- Scribe: Dennis
- Chair: Raul
Labeling for the new reports (Ksenia)
We could add a labeling mechanism to make triage a bit easier and hide some issues that get invalid or nsfw label. These could be stored in a separate table in BQ as a relation <report_id> -> <label_id>? Or we can introduce a "local" db for that to make it possible to edit labels as the current system is read only.
1. ML labeling We could use web-bugs data and would need to create a new model in bugbug that would only take into account description (instead of the full body). The current model considers issues that were ever moved to needsdiagnosis to be the "positive" class. Perhaps, for this model need a different approach.

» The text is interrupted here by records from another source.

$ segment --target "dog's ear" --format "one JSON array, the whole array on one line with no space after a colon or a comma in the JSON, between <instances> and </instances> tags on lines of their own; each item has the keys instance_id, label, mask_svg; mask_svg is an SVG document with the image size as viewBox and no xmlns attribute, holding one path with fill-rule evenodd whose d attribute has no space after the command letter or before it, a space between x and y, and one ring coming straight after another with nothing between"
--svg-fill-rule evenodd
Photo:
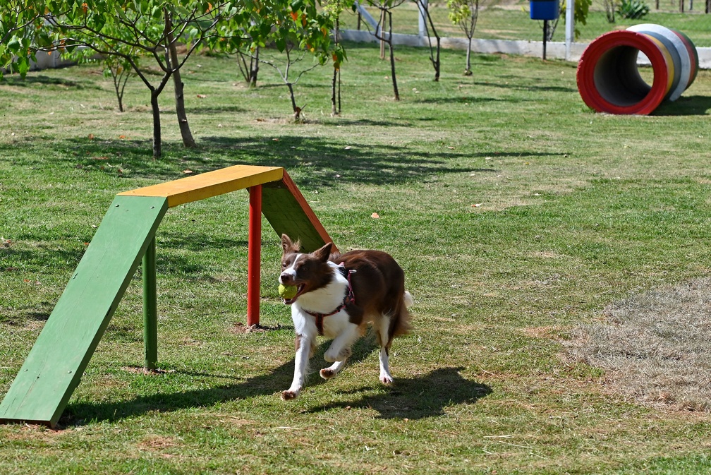
<instances>
[{"instance_id":1,"label":"dog's ear","mask_svg":"<svg viewBox=\"0 0 711 475\"><path fill-rule=\"evenodd\" d=\"M328 260L328 257L331 255L331 243L328 242L323 247L317 249L314 251L314 255L319 259L322 262L325 262Z\"/></svg>"},{"instance_id":2,"label":"dog's ear","mask_svg":"<svg viewBox=\"0 0 711 475\"><path fill-rule=\"evenodd\" d=\"M301 245L299 241L294 242L287 235L282 235L282 250L284 251L284 254L287 252L298 252L301 247Z\"/></svg>"}]
</instances>

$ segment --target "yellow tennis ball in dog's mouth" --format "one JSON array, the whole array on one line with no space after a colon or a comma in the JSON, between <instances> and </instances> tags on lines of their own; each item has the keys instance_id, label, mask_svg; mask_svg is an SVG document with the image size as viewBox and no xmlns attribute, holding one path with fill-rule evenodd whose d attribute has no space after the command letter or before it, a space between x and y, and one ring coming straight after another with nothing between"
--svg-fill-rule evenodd
<instances>
[{"instance_id":1,"label":"yellow tennis ball in dog's mouth","mask_svg":"<svg viewBox=\"0 0 711 475\"><path fill-rule=\"evenodd\" d=\"M279 284L279 295L282 299L289 300L289 299L293 299L296 296L299 292L299 287L296 285L284 285L282 284Z\"/></svg>"}]
</instances>

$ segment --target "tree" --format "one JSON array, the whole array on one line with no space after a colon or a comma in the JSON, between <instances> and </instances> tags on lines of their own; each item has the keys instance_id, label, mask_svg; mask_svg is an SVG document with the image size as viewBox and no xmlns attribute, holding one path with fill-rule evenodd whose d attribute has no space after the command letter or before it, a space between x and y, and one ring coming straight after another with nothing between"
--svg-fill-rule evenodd
<instances>
[{"instance_id":1,"label":"tree","mask_svg":"<svg viewBox=\"0 0 711 475\"><path fill-rule=\"evenodd\" d=\"M449 0L447 4L449 9L449 20L459 28L466 36L466 69L465 76L471 75L471 38L474 36L476 21L479 17L479 0Z\"/></svg>"},{"instance_id":2,"label":"tree","mask_svg":"<svg viewBox=\"0 0 711 475\"><path fill-rule=\"evenodd\" d=\"M161 155L161 118L158 98L168 81L191 55L215 38L215 25L237 15L231 2L213 0L57 0L43 16L52 26L52 44L41 49L84 47L106 56L122 58L150 90L153 112L153 157ZM57 9L69 7L58 14ZM176 48L186 44L179 58ZM139 68L139 56L153 58L162 75L157 83ZM182 82L176 85L176 112L183 143L189 145L187 118L182 104ZM187 132L187 134L186 134ZM192 142L194 144L194 141Z\"/></svg>"},{"instance_id":3,"label":"tree","mask_svg":"<svg viewBox=\"0 0 711 475\"><path fill-rule=\"evenodd\" d=\"M417 6L419 14L427 20L424 22L424 31L427 33L427 43L429 45L429 61L432 63L432 68L434 68L434 80L439 81L439 52L442 50L442 38L439 38L437 28L434 28L434 22L432 21L432 17L429 14L429 0L413 0L413 1ZM432 36L434 36L435 38L436 46L434 47L432 46Z\"/></svg>"},{"instance_id":4,"label":"tree","mask_svg":"<svg viewBox=\"0 0 711 475\"><path fill-rule=\"evenodd\" d=\"M333 38L335 48L333 53L333 78L331 83L331 114L341 114L341 65L346 59L346 52L341 47L341 14L346 4L355 9L353 0L329 0L324 4L324 9L333 18L334 25Z\"/></svg>"},{"instance_id":5,"label":"tree","mask_svg":"<svg viewBox=\"0 0 711 475\"><path fill-rule=\"evenodd\" d=\"M334 64L338 63L343 53L342 47L331 41L333 22L328 11L319 8L315 0L285 0L286 5L284 1L264 4L258 21L252 21L254 24L242 31L247 36L250 50L256 53L261 48L259 61L279 73L289 89L294 119L299 122L305 106L296 105L294 87L304 74L326 64L331 57ZM269 50L264 48L267 44L273 45L279 54L269 54ZM229 45L217 46L230 48ZM307 58L313 61L305 63Z\"/></svg>"},{"instance_id":6,"label":"tree","mask_svg":"<svg viewBox=\"0 0 711 475\"><path fill-rule=\"evenodd\" d=\"M24 77L30 70L31 50L45 10L42 0L5 0L0 7L0 78L9 69Z\"/></svg>"},{"instance_id":7,"label":"tree","mask_svg":"<svg viewBox=\"0 0 711 475\"><path fill-rule=\"evenodd\" d=\"M380 11L380 19L375 29L375 36L380 41L387 43L390 53L390 75L392 78L392 92L395 100L400 100L397 90L397 80L395 78L395 56L392 48L392 9L400 6L405 0L368 0L368 3ZM387 23L387 33L383 32L385 23Z\"/></svg>"}]
</instances>

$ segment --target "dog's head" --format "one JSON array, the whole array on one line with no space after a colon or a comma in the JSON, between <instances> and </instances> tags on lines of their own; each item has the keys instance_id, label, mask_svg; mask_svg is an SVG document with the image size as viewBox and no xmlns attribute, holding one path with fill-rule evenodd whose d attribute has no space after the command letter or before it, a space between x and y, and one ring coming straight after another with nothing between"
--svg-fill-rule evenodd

Some obvious invalid candidates (mention of virus, scam, spam, etc.): https://github.com/webcompat/web-bugs-private/issues?q=is%3Aissue+virus+is%3Aclosed+milestone%3Aml-autoclosed+
2. Nsfw labeling There is a db with nsfw domains on webcompat.com based on https://oisd.nl/, so perhaps could use a similar approach. We could also add an ability to mark a report as nsfw in the UI - once its domain is added to the list, and report gets hidden.
- Dennis: I like the idea, but I don't think we need our own DB for that. As we're not going to operate on/query the full telemetry pings every time, we'll have some ETL script that reads from telemetry and stores it in a simplyfied format (which is the report only) anyway. We should be able to label the reports during that stage.
- Ksenia: This is also about James' idea from last week where we add some data to the bugs to further improve our models.
- Dennis: Yes, for supervised learning we need to store state. We can still do this in BQ, since the data should be nearly append only. We can create a new table to link the reports to the labels. We might need to mutate change if we need to delete labels a lot. Not sure if delete rewrites the entire table.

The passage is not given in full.